Deferral of Payments of Principal, Interest and Fees
And Repayment Term of Loan Under PPP Extended
Under the CARES Act, and the previous regulations and guidance issued by the SBA, any payment of principal, interest and fees under the PPP loan was deferred for six months. The PPP Flexibility Act now extends the deferral period “…until the date on which the amount of forgiveness determined under section 1106 of the CARES Act is remitted to the lender.” The PPP Flexibility Act also provides that “[i]f an eligible recipient fails to apply for forgiveness of a covered loan within 10 months after the last day of the covered period defined in section 1106(a) of the CARES Act, such eligible recipient shall make payments of principal, interest, and fees on such covered loan beginning on the day that is not earlier than the date that is 10 months after the last day of such covered period.” Basically, this means that a borrower is required to apply for forgiveness. If the borrower does not apply within such 10-month period, then the borrower will not be required to begin making payments at any time prior to the expiration of such 10-month period.

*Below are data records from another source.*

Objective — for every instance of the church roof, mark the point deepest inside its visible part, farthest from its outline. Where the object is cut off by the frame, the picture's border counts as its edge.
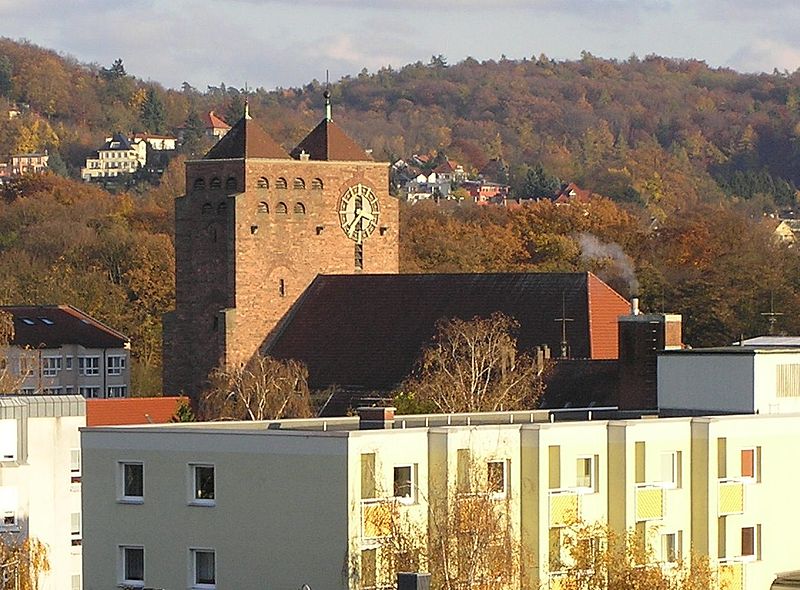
(327, 141)
(246, 140)
(366, 331)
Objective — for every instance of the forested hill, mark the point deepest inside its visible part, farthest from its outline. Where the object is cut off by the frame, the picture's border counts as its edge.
(661, 132)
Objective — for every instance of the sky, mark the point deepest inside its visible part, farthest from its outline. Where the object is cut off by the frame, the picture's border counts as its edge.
(288, 43)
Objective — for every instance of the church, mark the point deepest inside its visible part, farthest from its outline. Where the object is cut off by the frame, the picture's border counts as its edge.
(295, 254)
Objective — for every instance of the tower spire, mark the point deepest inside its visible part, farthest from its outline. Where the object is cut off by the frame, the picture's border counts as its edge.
(327, 95)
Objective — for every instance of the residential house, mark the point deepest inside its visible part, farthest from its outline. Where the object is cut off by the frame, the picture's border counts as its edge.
(174, 506)
(118, 156)
(59, 349)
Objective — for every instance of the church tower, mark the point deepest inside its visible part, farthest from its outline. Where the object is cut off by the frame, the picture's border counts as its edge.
(255, 226)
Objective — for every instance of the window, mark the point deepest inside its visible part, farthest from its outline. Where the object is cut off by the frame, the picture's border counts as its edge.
(116, 364)
(496, 478)
(585, 473)
(51, 365)
(204, 568)
(132, 565)
(203, 488)
(671, 547)
(75, 528)
(132, 481)
(117, 391)
(88, 365)
(404, 483)
(89, 392)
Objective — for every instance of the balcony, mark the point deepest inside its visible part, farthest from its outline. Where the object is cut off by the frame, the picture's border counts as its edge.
(731, 496)
(649, 502)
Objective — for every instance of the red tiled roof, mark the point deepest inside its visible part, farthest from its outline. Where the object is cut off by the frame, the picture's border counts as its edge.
(327, 141)
(394, 316)
(134, 410)
(52, 326)
(246, 140)
(211, 121)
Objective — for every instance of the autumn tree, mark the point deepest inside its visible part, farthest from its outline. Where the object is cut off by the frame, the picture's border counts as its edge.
(474, 366)
(264, 388)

Another important change implemented by the PPP Flexibility Act was the increase of the repayment term. Originally, the CARES Act provided that the “maturity date” of any part of a PPP loan amount not forgiven was two years. The PPP Flexibility Act extends the “maturity date” to five years. No changes were made to the interest rate of 1%.
What Do Borrowers Do Now?
Prior to the enactment of the PPP Flexibility Act, the SBA and lenders had already begun distributing loan forgiveness applications and procedures to borrowers. Many borrowers were under significant pressure to comply with the 75% payroll allocation requirements and the eight-week time frame provided under the original CARES Act, especially due to the inability of borrowers to get their employees to come back to work or remain at work. In most instances, many of the businesses that applied for the PPP loan were forced to shut down and were not permitted to operate altogether.

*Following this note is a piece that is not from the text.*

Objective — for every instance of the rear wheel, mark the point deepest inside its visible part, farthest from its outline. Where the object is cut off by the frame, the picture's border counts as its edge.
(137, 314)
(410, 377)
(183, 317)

The fixes provided by the PPP Flexibility Act have alleviated significant pressure to comply with the original requirements of the CARES Act. It was one of the few times that Congress acted swiftly, and with little fanfare or controversy, in order to assist the business owners, and it was certainly needed. Lenders have indicated that the SBA will soon be providing updated forgiveness applications and amended procedures. It is important for borrowers to reach out to their lenders.